Name: Source Han Serif
Designers: Ken Lunde, Ryoko Nishizuka, and Frank Grießhammer
Foundry: Adobe Type
Release Date: April 2017
Back story: Source Han Serif is a new open source typeface (the largest ever!) that harmonizes the look of the characters across Chinese, Japanese, and Korean alphabets, and gives designers a way to mix them gracefully.

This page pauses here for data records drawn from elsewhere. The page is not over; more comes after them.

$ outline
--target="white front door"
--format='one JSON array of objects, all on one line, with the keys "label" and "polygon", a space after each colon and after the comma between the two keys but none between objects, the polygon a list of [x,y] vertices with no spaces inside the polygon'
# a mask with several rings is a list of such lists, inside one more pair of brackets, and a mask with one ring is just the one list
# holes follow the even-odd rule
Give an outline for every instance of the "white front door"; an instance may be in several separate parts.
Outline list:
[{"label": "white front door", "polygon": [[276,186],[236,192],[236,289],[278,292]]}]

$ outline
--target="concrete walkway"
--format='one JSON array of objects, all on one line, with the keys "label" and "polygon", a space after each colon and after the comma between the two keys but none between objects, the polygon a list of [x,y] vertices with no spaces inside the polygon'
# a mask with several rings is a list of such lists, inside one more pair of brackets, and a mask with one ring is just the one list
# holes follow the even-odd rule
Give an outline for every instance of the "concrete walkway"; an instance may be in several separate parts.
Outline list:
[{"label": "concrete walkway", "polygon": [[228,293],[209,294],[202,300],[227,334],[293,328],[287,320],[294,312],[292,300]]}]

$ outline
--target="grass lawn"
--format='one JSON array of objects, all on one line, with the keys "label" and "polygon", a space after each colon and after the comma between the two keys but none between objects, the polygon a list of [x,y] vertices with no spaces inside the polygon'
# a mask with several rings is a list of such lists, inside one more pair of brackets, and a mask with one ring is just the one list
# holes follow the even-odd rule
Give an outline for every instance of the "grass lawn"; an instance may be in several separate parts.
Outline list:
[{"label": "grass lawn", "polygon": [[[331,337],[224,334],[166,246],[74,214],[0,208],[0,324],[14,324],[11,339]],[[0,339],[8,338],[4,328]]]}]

Nearly a quarter of the world’s population (around 1.5 billion people) use one or more of these three languages in their written communications. “It was always our intent to release a serif complement to Source Han Sans when we introduced it in 2014,” says Dan Rhatigan, senior type Manager at Adobe.
“Designing any typeface is a time-intensive, meticulous process; creating one that works across so many languages is an even more challenging feat.”
Source Han Serif is also available via Google, which partnered with Adobe to bring the project to life under the name Noto Serif CJK. It’s part of Google’s ambitious Noto font project meant to provide visually unified typefaces for everyone worldwide; so far they’re up to 800 separate languages (!!!).
Why’s it called Source Han Serif? The logograms used to write Standard Chinese characters are called hànzì, and in English they’re known as Han, giving this typeface a name that pairs it with its predecessor, Source Han Sans.
What are its distinguishing characteristics? Source Han Serif features 65,535 glyphs (the Open Type limit) and seven weights, supporting Simplified Chinese, Traditional Chinese, Japanese, and Korean. The range of weight options adds a welcome degree of typographic sophistication along with the typeface’s flexibility across languages, and the characters feel natural as a group even as they maintain their distinct language’s identity.
What should I use it for? Any design project calling for a mix of East Asian languages, with possibly some Latin, Greek or Cyrillic thrown in for good measure (Source Han Serif supports these alphabets, too) just got a whole lot easier. The characters in every weight and all three languages are visually compatible across the board for both print and screen design work.
What other typefaces do you like to pair it with? Since Google Noto aims for a uniform look in terms of stroke weight, contrast, baseline alignment, and other key typographic factors, Source Han Serif looks good in combination with any other Noto face. We haven’t done the math, but this seems like an appropriate place to say: the possibilities are endless—go to town.